離島レンタカー苦境 長崎、来島激減で売上9割減も

 新型コロナウイルスの感染拡大で離島のレンタカー業者が大打撃を受けている。需要の大半を占める来島者が激減し、回復の見通しが立たないためだ。長崎県や市町は「第3波」で売り上げが落ちた事業者に給付金を支給する経済対策を打ち出しているが、自動車税や車検代などの維持費がかかるレンタカー業者からは、保有台数が多い大手ほど「事業を継続できない」と悲鳴も上がる。

 「今までに経験したことがない危機」。県レンタカー協会壱岐支部の山口和芳支部長(68)はため息をついた。経営する玄海自動車販売のレンタカー部門は約50台を保有。1月の売り上げは前年比で9割減と落ち込んだ。

 壱岐島内には主に観光やビジネスの来島者にレンタカーを貸し出す同支部加盟の7事業者がある。

 壱岐交通タクシーのレンタカー事業部は任意保険料や整備費などの維持費を削減するため、保有するレンタカーの一部を売却。港に車を運び、貸し出し業務をする従業員2人を1日から休みにした。別の事業者も保有する約60台のうち、車のリース代など経費削減のため3分の1を手放した。

 他の離島の業者も「2月の予約はほとんどない」(対馬市のレンタカー会社店長)、「1月の売り上げはどこも例年の8割減では」(県レンタカー協会五島支部)など苦境を訴える声が相次ぐ。政府の観光支援事業「Go To トラベル」の停止期間も3月7日まで延長され、さらに追い込まれた形だ。

 県は飲食店の営業時間短縮などで売り上げが減った取引事業者を対象に、市町と折半して20万円を支給する支援策を発表。2020年度一般会計補正予算案に事業費(16億200万円)を計上した。

 これに合わせて市町も20万円に額を上乗せしたり、独自の給付金を打ち出したりして、第3波で落ち込んだ地域経済の下支えを急ぐ。ただ、給付金の多くは事業規模にかかわらず同額で「従業員数や保有台数が多いほど痛手は大きいのに一律なのは不公平」(あるレンタカー業者)という不満も根強い。
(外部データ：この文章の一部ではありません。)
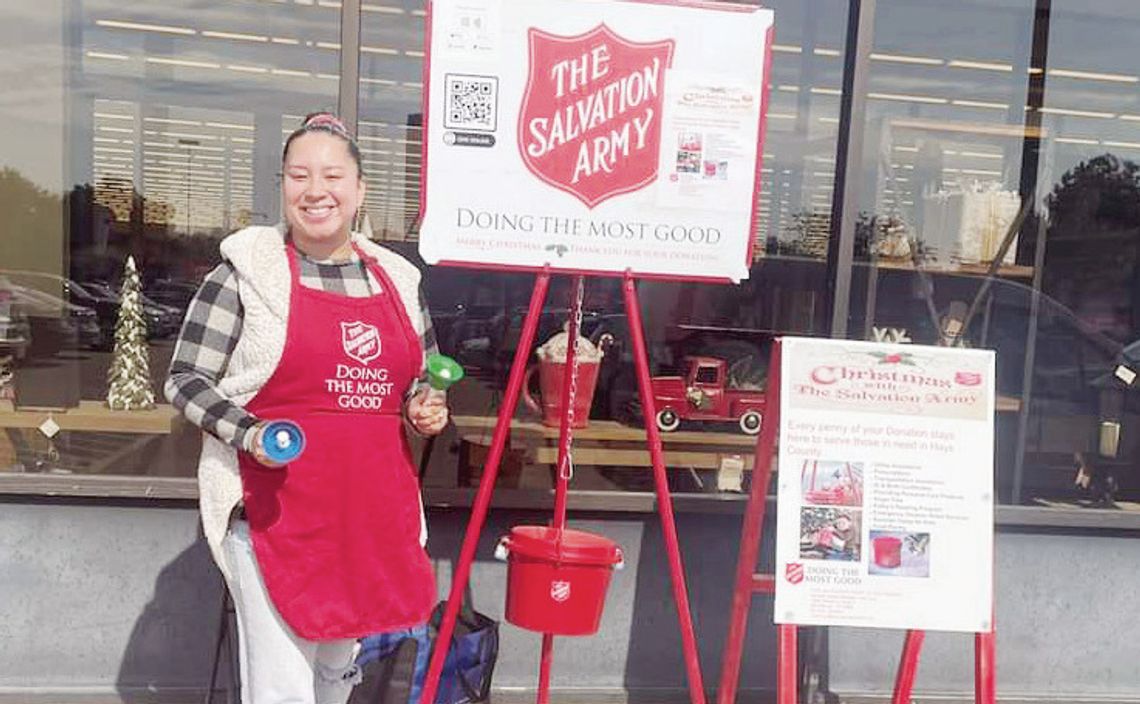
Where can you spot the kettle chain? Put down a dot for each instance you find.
(566, 472)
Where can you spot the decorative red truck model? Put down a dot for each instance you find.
(702, 394)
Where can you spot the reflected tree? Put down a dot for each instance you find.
(1092, 260)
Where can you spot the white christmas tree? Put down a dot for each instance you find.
(129, 379)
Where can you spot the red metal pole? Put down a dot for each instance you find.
(908, 668)
(985, 665)
(664, 500)
(787, 663)
(486, 485)
(544, 669)
(564, 468)
(750, 535)
(569, 391)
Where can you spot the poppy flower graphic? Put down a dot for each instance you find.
(894, 358)
(967, 378)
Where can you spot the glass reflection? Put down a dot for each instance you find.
(147, 130)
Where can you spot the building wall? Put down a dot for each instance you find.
(124, 602)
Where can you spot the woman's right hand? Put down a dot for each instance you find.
(258, 447)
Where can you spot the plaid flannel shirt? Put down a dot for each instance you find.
(212, 327)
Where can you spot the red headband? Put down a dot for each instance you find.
(326, 120)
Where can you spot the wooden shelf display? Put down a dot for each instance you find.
(92, 416)
(1011, 271)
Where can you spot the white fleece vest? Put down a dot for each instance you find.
(259, 259)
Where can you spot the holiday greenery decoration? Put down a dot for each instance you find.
(129, 378)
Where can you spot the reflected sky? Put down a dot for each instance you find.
(230, 74)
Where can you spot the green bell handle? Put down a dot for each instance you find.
(442, 371)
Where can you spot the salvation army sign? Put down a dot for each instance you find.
(603, 140)
(601, 137)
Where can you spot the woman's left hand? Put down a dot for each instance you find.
(428, 412)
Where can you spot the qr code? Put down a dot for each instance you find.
(472, 103)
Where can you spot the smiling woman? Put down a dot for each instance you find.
(262, 345)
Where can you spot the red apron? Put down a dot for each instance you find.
(336, 532)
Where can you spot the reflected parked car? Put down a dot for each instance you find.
(15, 330)
(53, 322)
(162, 320)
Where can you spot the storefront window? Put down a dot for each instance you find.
(1010, 119)
(145, 130)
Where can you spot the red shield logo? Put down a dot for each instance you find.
(560, 590)
(360, 341)
(591, 116)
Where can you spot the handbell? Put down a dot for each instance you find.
(283, 441)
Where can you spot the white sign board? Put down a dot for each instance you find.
(885, 505)
(595, 136)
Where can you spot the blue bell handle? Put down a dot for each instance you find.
(282, 441)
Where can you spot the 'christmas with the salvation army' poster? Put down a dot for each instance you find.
(885, 505)
(599, 136)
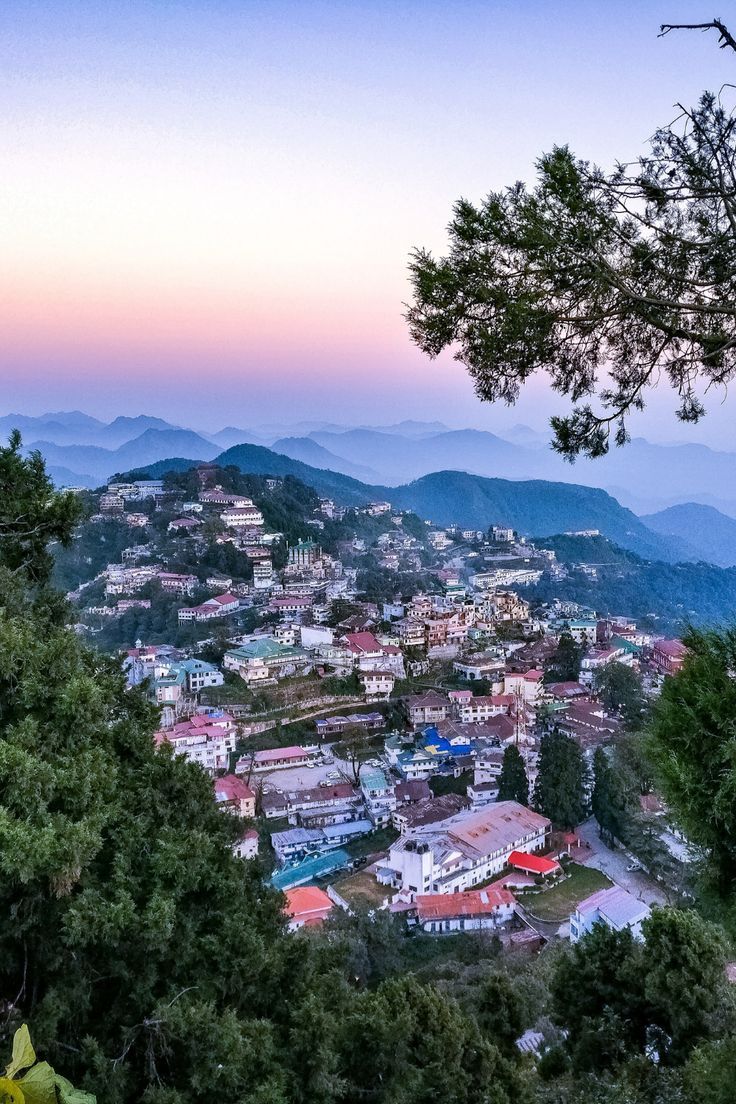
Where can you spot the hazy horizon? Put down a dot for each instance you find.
(209, 208)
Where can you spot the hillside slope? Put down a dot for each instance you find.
(531, 507)
(711, 533)
(455, 497)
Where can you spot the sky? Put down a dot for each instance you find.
(206, 207)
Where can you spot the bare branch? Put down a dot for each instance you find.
(725, 38)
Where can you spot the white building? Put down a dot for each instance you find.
(464, 850)
(615, 908)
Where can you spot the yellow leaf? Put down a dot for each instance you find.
(39, 1084)
(23, 1053)
(11, 1092)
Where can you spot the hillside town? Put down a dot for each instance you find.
(376, 700)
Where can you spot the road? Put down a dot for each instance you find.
(614, 863)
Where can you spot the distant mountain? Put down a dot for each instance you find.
(411, 428)
(711, 533)
(531, 507)
(259, 460)
(98, 464)
(397, 458)
(231, 435)
(309, 452)
(456, 497)
(62, 477)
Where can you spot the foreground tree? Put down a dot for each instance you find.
(562, 783)
(691, 747)
(632, 272)
(513, 784)
(564, 665)
(618, 998)
(620, 691)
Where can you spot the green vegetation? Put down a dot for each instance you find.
(633, 268)
(667, 596)
(513, 784)
(691, 745)
(556, 903)
(561, 789)
(448, 784)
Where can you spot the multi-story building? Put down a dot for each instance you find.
(465, 850)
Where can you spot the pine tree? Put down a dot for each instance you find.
(513, 784)
(562, 784)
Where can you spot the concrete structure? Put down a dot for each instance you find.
(458, 853)
(615, 908)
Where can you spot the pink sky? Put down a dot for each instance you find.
(208, 207)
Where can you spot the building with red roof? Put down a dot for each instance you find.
(465, 912)
(533, 863)
(235, 795)
(307, 905)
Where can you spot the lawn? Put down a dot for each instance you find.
(362, 890)
(556, 903)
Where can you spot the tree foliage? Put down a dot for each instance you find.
(561, 789)
(632, 271)
(513, 784)
(692, 739)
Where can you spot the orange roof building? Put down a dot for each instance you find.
(307, 905)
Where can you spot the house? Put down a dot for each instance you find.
(483, 707)
(615, 908)
(342, 799)
(483, 666)
(183, 526)
(307, 905)
(669, 656)
(429, 811)
(409, 793)
(460, 852)
(471, 911)
(263, 659)
(208, 739)
(241, 517)
(482, 793)
(427, 708)
(536, 864)
(377, 685)
(336, 725)
(278, 759)
(596, 658)
(234, 795)
(222, 605)
(174, 583)
(246, 847)
(379, 795)
(528, 685)
(416, 765)
(296, 844)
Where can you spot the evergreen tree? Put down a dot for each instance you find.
(513, 784)
(691, 746)
(564, 665)
(620, 691)
(562, 784)
(609, 803)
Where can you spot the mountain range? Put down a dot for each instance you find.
(467, 476)
(533, 508)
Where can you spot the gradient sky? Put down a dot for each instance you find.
(206, 207)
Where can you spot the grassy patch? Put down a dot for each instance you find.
(556, 903)
(446, 784)
(379, 840)
(362, 890)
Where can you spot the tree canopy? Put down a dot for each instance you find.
(629, 272)
(691, 743)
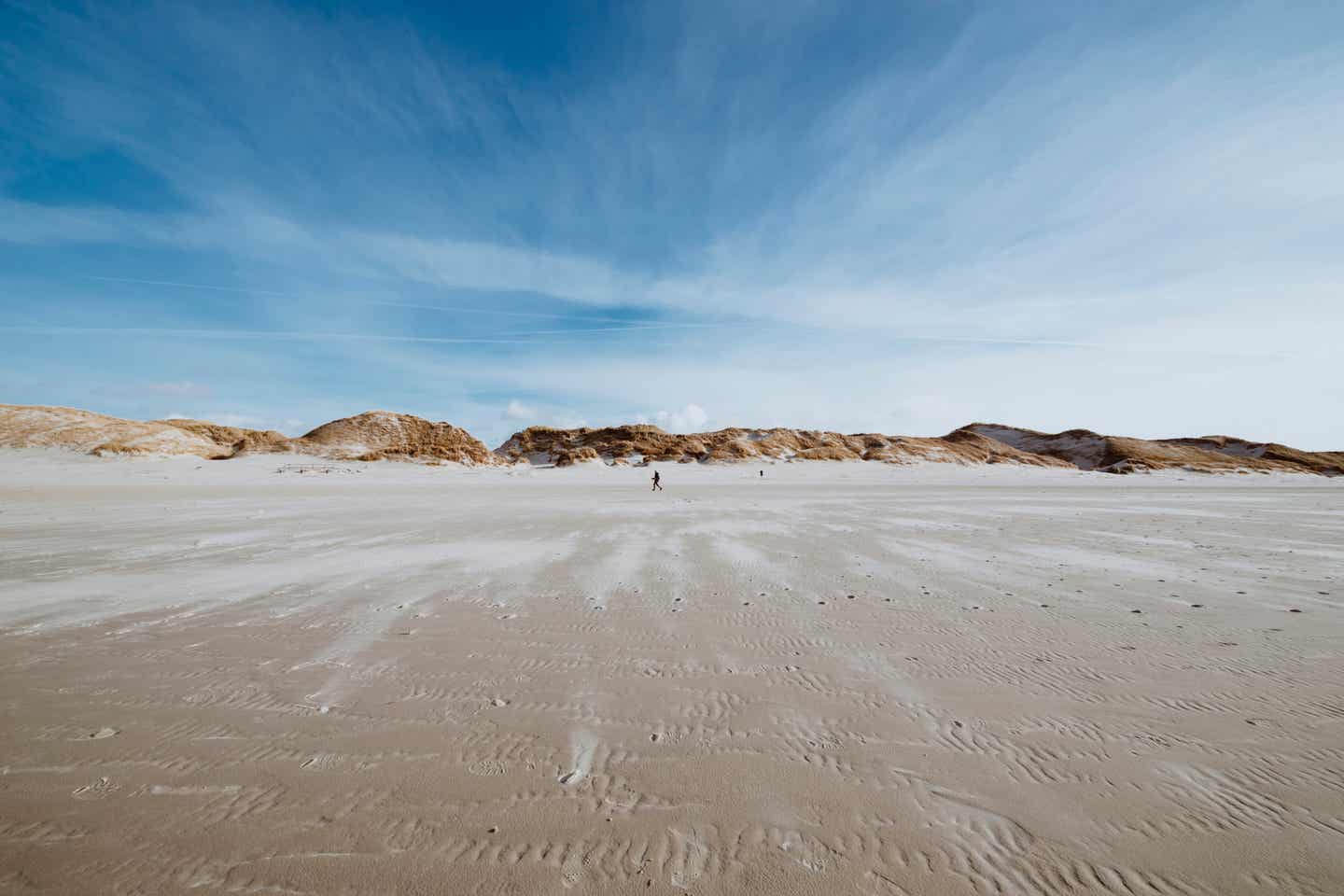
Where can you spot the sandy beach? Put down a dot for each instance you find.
(235, 678)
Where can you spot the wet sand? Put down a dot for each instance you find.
(839, 679)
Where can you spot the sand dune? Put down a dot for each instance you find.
(372, 436)
(378, 436)
(843, 679)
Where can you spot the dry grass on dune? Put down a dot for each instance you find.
(385, 436)
(623, 443)
(1090, 450)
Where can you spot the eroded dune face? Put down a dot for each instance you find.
(67, 427)
(647, 443)
(378, 436)
(1090, 450)
(367, 437)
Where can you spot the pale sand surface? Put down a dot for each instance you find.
(409, 679)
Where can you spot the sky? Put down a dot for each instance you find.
(876, 217)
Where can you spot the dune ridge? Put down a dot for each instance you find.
(386, 436)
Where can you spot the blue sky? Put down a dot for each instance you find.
(879, 217)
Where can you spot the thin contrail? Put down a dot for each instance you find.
(315, 337)
(168, 282)
(455, 309)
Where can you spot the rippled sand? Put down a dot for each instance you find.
(839, 679)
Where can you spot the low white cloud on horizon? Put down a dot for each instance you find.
(690, 418)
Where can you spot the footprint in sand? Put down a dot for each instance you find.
(101, 789)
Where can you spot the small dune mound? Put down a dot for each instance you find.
(234, 438)
(1090, 450)
(72, 428)
(568, 457)
(378, 436)
(1322, 462)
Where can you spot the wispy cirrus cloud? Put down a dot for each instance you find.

 壱岐市の給付金は10人以上を雇用する法人に30万円、10人未満の法人と個人事業主に20万円。3月1日から申請を受け付ける。

 玄海自動車販売の従業員は8人。山口支部長は「給付はありがたい。法人、個人事業主を区別していたら給付が決まらない。今はどの業者も資金的に困っている。スピードが大事だ」と声を振り絞った。